When you look at the same distinction diachronically, you see
potentiality and actuality.
c. Actuality is to potentiality as that which has been shaped
out of some matter (e.g. a table) is to the matter out of which it has been
shaped (e.g. wood)
4.
Priority
of Act to Potency
a. Actuality is prior to potentiality in logos, time, and
substance.
i. Logos – because we must cite the
actuality whenever we talk of the potentiality. (e.g. ‘visible’ means ‘capable
of being seen’)
ii. Time – “The actual which is
identical in species but not in
number with a potentially existing thing is prior to it” (1049b18-19) (e.g. some actual oak tree is prior to this acorn, i.e. to this potential
oak tree.)
iii. Substance –
1.
Form
or actuality is the end towards which natural processes are directed (boy
becomes a man, e.g.)
2.
More
strictly:
a.
A
potentiality is for either of a pair of opposites; so anything capable of being
is capable of not being. What is
capable of not being is perishable.
So anything with the mere
potential to be is perishable.
b.
What
is eternal is imperishable. So
something eternal cannot exist potentially. What is eternal must
be fully actual.
c.
The
eternal exists only actually, and the perishable exists potentially. The
eternal is prior to the perishable because the former can exist without the
latter but not the other way around.
So actuality is prior to potency.
5.
How
the above pertains to the Prime Mover:
a.
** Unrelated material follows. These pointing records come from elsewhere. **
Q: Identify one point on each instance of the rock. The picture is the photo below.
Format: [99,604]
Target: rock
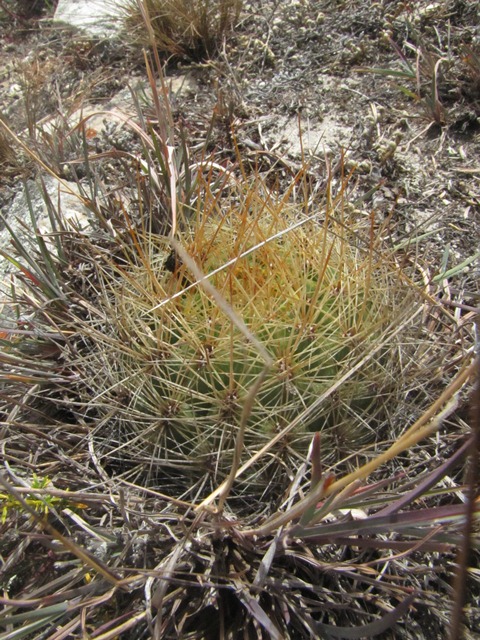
[97,18]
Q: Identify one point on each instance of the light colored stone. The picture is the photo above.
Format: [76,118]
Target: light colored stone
[97,18]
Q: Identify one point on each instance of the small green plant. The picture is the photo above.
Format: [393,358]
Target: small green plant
[424,74]
[41,502]
[224,369]
[191,29]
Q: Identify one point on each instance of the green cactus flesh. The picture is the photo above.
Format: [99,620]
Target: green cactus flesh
[318,305]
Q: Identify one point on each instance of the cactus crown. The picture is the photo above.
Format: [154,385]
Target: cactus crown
[313,294]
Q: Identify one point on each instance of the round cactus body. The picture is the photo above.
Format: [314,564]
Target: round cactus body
[319,305]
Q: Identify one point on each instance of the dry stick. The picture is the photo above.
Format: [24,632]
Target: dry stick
[460,586]
[415,433]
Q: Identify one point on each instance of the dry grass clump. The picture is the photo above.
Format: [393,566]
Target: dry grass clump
[200,415]
[191,29]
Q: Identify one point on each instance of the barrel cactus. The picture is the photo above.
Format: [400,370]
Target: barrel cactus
[177,370]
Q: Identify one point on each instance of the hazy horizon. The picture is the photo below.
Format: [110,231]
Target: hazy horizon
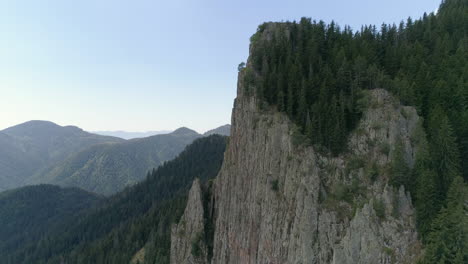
[146,65]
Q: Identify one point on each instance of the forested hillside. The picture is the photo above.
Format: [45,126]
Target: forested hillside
[109,168]
[137,218]
[27,213]
[35,145]
[318,74]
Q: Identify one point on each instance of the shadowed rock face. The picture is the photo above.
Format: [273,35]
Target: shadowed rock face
[276,202]
[187,244]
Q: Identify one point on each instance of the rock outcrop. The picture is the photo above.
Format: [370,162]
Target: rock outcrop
[187,238]
[277,201]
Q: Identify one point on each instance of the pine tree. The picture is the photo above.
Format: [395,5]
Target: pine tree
[400,171]
[444,149]
[448,241]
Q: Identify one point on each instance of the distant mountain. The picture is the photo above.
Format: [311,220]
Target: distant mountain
[29,212]
[136,218]
[222,130]
[131,135]
[35,145]
[108,168]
The prime mover functions to explain motion, and motion is explained in terms of actuality and potency.
i. “The actuality of what is F
potentially, insofar as it is F potentially, is motion.”
b. Characteristics of the prime mover:
i. ETERNAL
1.
Motion
is eternal and so its cause must be eternal
2.
Why
motion must be eternal:
If motion at one time was not then came to be, then the mover and the
moved must have at one time been in a state where the mover was not moving the
moved, and altered out of that state.
But that would have required some motion within the mover or the moved.
And so on, ad infinitum.
ii. UNMOVABLE
1.
If
the prime mover were moveable, then there would have to be something
else that causes its motion, etc.
Infinite regress.
iii. PURE ACTUALITY -- If it weren’t
pure actuality, it wouldn’t be eternal.
iv. PURE FORM -- If it had any
matter in it, it would be part potentiality.
v. NECESSARY -- If not, then part
potentiality.
vi. SPIRITUAL -- Has no matter, so
not material. Therefore,
spiritual.
vii. INTELLECTUAL
1.
The
Prime Mover cannot perform any bodily action. Rather, its activity must be purely spiritual and therefore
intellectual.
2.
The
object of its thought must be (a) the best possible object (b/c the prime mover
is the best) and (b) unchanging (because otherwise, the Prime Mover would
change when the object of its thought changed). So the object of its thought is itself.
viii.
How it moves the universe:
1.
By being the final cause of the first moved
movers.
Possibly helpful secondary source quotes:
“[T]hat which is eternal is prior in substance to that which
is perishable; and that which is eternal, imperishable, is in the highest sense
actual. God, for example, exists
necessarily, and that which exists necessarily must be fully actual: as the
eternal Source of movement, of the reduction of potentiality to act, God must
be full and complete actuality, the Unmoved First Mover. Eternal things, says Aristotle, must be
good: there can be in them no defect or badness or perversion. […] The First
Unmoved Mover, being the source of all movement, as final cause, is the ultimate cause why potentiality is actualized,
i.e. why goodness is realized.” – Copleston (pg. 53 in 1962 ed.)